Летом 2007 года после долгого перерыва я приехала в Семенов на празднование 100-летия со дня рождения отца. И в этот свой приезд я познакомилась с Карпом Васильевичем Ефимовым[392], с которым многие годы находилась в переписке. Педагог, краевед, он посвятил свою жизнь изучению истории родного края.

Но жизнь Бориса Корнилова стала не только предметом его исследования, но и его личной заботой. Он по крупицам собирал свидетельства, касающиеся его жизни; в своих поисках ему удалось дойти до архивов Большого дома. Частью документов он поделился со мной, среди них — протоколы допросов и свидетельство о смерти. Из них следует:

Корнилов Борис Петрович был арестован в ночь с 19 на 20 марта 1937 года. Умер 20 февраля 1938 года. «Причина смерти — расстрел».

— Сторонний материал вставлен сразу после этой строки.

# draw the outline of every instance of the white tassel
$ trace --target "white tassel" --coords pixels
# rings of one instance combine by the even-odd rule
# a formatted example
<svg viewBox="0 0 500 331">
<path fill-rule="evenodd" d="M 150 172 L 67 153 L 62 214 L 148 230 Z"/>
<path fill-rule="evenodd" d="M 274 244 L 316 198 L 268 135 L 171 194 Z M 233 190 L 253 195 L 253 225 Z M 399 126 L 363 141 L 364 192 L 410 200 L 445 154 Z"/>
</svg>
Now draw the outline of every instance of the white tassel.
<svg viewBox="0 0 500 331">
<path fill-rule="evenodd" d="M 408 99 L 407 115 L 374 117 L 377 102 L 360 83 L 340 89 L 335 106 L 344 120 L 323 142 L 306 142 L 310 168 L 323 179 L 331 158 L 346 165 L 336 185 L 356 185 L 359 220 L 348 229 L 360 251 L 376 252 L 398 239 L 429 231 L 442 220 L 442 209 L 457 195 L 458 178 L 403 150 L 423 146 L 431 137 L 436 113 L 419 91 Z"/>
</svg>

Однажды отец приснился мне — немолодой уже человек, в осеннем пальто с поднятым воротником. И я тянулась к нему всей силой дочерней любви.

Басов Яков Александрович. Родился в Симферополе 2 февраля 1914 года, скончался в Ялте 16 марта 2004 года. Народный художник Украины. Его работы можно увидеть во многих музеях Украины, во всех музеях Крыма. В Алупкинском музее (Воронцовский дворец), в Ливадийском дворце, в Бахчисарайском музее (Бахчисарайский дворец) находятся залы с его постоянной экспозицией.

Яков Басов был художником таланта яркого, светлого, солнечного. И его мировосприятие давало семье тот тонус, который помогал маме справляться с болезнью. Папа, сколько я себя помню, был рядом с мамой — до самой последней минуты ее жизни.

Художник, несущий в мир красоту и гармонию, он и сам принадлежал к лучшей части этого мира.

Александр Яковлевич Басов. Родился 5 ноября 1938 года. После окончания службы в армии в 1968 году закончил Ленинградский институт водного транспорта, инженер-кораблестроитель. После института с 1968 по 1994 год работал конструктором и начальником конструкторского бюро Ленского пароходства (Якутск). С 1994 года живет в Ялте.

Я часто пишу мы. Разница в возрасте у нас невелика, и я не помню себя без Сани. В раннем детстве я вообще полагала, что Ира-Саня — это одно имя. А потом я поняла, что Саня — мой младший брат.

Я рано вышла замуж, у меня рано появилась своя семья. Наша эмиграция на долгие годы, вплоть до перестройки, разлучила меня и с братом, и с отцом. В годы развала империи, которые в Крыму переживались особенно тяжело, вся забота о стареющем отце легла на Санины плечи. И мой младший брат нес этот груз самоотверженно и с любовью.

И сегодня стараниями Сани проходят выставки художника Басова, издаются его книги и книги о нем.